Fordowa lista obecności (niestety niepełna, jakimś cudem na fotkę nie załapali się Rafał L., mis212 i jedna z dwóch Granad z Dąbrowy Górniczej):
Rzut okiem na "park maszynowy":
Gwoździem programu była "próba sprawnościowa", polegająca, jak to próba sprawnościowa, na przejechaniu slalomu pomiędzy ustawionymi na placu pachołkami. Do udziału w próbie zgłosiło się dwunastu śmiałków. Każdemu z nich przysługiwał jeden przejazd próbny, służący zapoznaniu się z niezbyt łatwą do zapamiętania trasą, oraz dwa przejazdy "na czas". Już przejazd próbny dostarczył sporych emocji, kiedy to Grzegorz Mysza z Gliwic jadąc wyposażonym w samoczynny klakson Fiatem 127p zgarnął pod nadkole jeden ze słupków i przejechał z nim przez dwie kolejne bramki. Z powodu zaś wspomnianego klaksonu, uruchamiającego się co chwila bez wyraźnego powodu, został oficjalnie ochrzczony "Strusiem Pędziwiatrem". W przejazdach konkursowych Grzegorz leciutkim Fiacikiem na stosunkowo wąskich oponach zawstydził wszystkich tylnonapędowców prezentując na szorstkim jak papier ścierny i przez to niesamowicie przyczepnym asfalcie zdecydowanie najbardziej widowiskową jazdę. Jak się później okazało, równie efektowną, co efektywną. Grzegorz, jadąc chwilami na trzech kołach, wykręcił najlepszy czas przejazdu i został zwycięzcą próby sprawnościowej, za co otrzymał puchar Mistrza Kierownicy. Przeciwwagą dla jego brawurowych popisów były dostojne przejazdy Mariusza i Wojtka w ich dwutonowych kolosach. Dla nich nie lada wyczynem było już samo zmieszczenie się na ciasno ustawionej trasie.
Zwycięzca:
Pozostałe przejazdy (wybór):
Drugą rozegraną tego dnia konkurencją był konkurs o Puchar Elegancji. Każdy z uczestników spotkania mógł oddać jeden głos na najpiękniejsze jego zdaniem auto zlotu. Laur zwycięzcy przypadł Fordowi Capri Mk III należącemu do Przemka "Strzały", który o jeden głos wyprzedził Granadę Mariusza "Shevrettiego". Trzeba przyznać, że Capri Przemka pomimo niesprzyjającej aury wyglądało, jakby dopiero wyjechało z salonu i zdobyło tytuł jak najbardziej zasłużenie. Pomimo jednak spędzenia ładnych paru sobotnich godzin na usuwaniu najmniejszych drobin błota i kurzu z zakamarków nadwozia, Przemek wyglądał na szczerze zaskoczonego werdyktem.

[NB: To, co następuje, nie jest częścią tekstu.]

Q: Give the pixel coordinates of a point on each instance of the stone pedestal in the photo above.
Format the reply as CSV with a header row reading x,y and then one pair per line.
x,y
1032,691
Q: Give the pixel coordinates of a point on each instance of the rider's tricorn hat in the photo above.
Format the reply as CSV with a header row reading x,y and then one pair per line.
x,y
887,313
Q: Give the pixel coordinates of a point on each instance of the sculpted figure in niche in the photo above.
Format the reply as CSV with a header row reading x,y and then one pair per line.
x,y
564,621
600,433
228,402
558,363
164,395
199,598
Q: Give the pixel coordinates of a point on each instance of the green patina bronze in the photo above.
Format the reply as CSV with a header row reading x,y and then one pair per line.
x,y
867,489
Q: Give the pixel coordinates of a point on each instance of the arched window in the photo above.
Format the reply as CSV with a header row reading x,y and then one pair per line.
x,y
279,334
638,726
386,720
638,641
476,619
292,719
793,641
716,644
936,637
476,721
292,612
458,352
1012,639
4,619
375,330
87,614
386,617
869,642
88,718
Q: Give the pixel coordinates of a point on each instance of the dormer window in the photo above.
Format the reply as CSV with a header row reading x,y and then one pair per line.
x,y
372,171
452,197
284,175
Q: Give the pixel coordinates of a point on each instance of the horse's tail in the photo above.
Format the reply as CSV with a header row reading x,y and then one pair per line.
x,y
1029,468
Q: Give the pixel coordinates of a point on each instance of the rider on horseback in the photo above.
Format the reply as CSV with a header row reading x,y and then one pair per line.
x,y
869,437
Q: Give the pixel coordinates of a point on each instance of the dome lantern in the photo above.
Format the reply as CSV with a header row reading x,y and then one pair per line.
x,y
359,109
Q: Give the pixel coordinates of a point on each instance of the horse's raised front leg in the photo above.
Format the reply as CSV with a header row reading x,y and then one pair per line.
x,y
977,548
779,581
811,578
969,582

Impreza trwała do wczesnych godzin popołudniowych. Przed nastaniem zmroku, gdy wszyscy obejrzeli dokładnie każdy z pojazdów, wymienili uwagi, porozmawiali z kim trzeba, pogratulowali zwycięzcom i porządnie wymarzli, a kiszki zaczęły grać marsza, plac opustoszał. Uczestnicy spotkania rozjechali się do domów, a przed niektórymi droga była daleka.
Do zobaczenia następnym razem, oby w jeszcze liczniejszym gronie!
[ Zamieszczone zdjęcia pochodzą ze strony http://www.youngtimer.pl ]
17.02.2004 - Postscriptum
Wzmiankę o spotkaniu zamieścił "Automobilista". Mam cokolwiek mieszane uczucia... Ale z drugiej strony - dobrze że jakaś informacja poszła w świat.
11.03.2004 - Postscriptum 2
GT Classic również opublikowało informację na temat spotkania. Strzała staje się sławny. Niedługo trzeba będzie go prosić o autograf!